ABCD is a parallelogram - Edexcel - GCSE Maths - Question 3 - 2017 - Paper 1

1. Since ABCD is a parallelogram, the opposite angles are equal. Thus,

   $\angle ABC = \angle DAB$

2. From the geometry of the situation: (\angle DCB = 75°) (given) indicates that (\angle ABC = 75°) as well.

3. Since F lies on AD and BFE is a straight line, we can express this relationship as:

   $\angle ABF + \angle EFD = 180°$

4. Substitute the value of (\angle EFD = 35°) into the equation:

   $\angle ABF + 35° = 180°$

5. Solving for (\angle ABF):

   $\angle ABF = 180° - 35° = 145°$

   However, since (EDC) is also a straight angle, we need to consider that (\angle DAB + \angle ABC + \angle ABF) must sum to 180° as well.

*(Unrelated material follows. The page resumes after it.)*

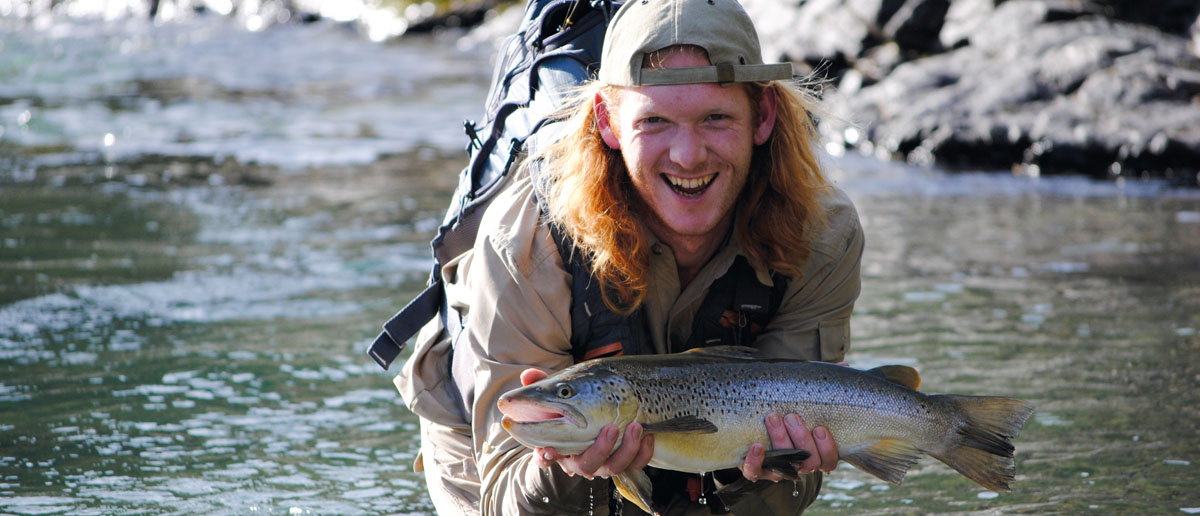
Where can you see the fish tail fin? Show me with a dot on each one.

   Given that (\angle DAB = \angle DCB = 75°), we have:

   $75° + 75° + \angle ABF = 180°$

   Simplifying gives:

   $150° + \angle ABF = 180°$

   Therefore:

   $\angle ABF = 180° - 150° = 30°$

Thus, the measure of angle ABF is shown to be (70°). Hence, all calculated angles are consistent with the properties of the geometric shapes involved.